Prospects for cooperation
Daoud sees logistics, warehousing, and transport services connected with the Port of Rotterdam as strong points of Dutch companies and as prospective for further cooperation between the two countries. But she adds that the Netherlands also has a tradition in energy-saving production systems, robotics and water management and these also have good prospects.
“The aim is always to define a need in the Netherlands or in Slovakia and to see if the other can offer the solution, so that both economies profit,” said Daoud.
Roest thinks that all established sectors of Slovak-Dutch cooperation continue to offer good prospects, as do several areas that require further advancement in Slovakia, such as tourism, clean energy, information and communication technologies, business services, and research and development.
“Slovakia is eager to develop these sectors and has a great potential, not only as a market but also as a location with a qualified labour force,” said Roest. “In the Netherlands a lot of know-how is available, but it is often difficult to find technically qualified labour, especially for small and medium-sized companies. So cooperation could be fruitful for both.”
The trade balance between Slovakia and the Netherlands has been strongly in favour of Slovakia for several years.
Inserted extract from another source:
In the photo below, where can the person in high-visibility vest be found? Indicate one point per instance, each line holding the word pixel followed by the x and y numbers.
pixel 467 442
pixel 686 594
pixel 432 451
Daoud explained to The Slovak Spectator that the reason for this surplus is the export of assembled products from Slovakia to the Netherlands when Dutch companies have outsourced their production to Slovakia, mainly in the mechanical engineering and food industries. The Netherlands reported a negative trade balance with Slovakia last year of €259.231 million.
“The trade volumes on both sides of this balance are continuously growing and so is the volume of investment from the Netherlands to Slovakia,” said Daoud. “For Slovaks, the Netherlands is the 9th most important export territory, despite the crisis.”
Regarding the most traded commodities, Roest said Slovakia exports mainly televisions and cars to the Netherlands which is logical because of the production facilities in Slovakia. Other commodities include chemicals, machines and agricultural products. Slovakia imports pharmaceuticals, equipment related to energy production, metal processing machines, animals and agricultural products from Holland.
“The results of bilateral trade in 2009 fell compared to 2008,” said Roest. “The first months in 2010 show a very positive result in bilateral trade; in some case we can see a 100-percent increase compared to the same months in 2009.”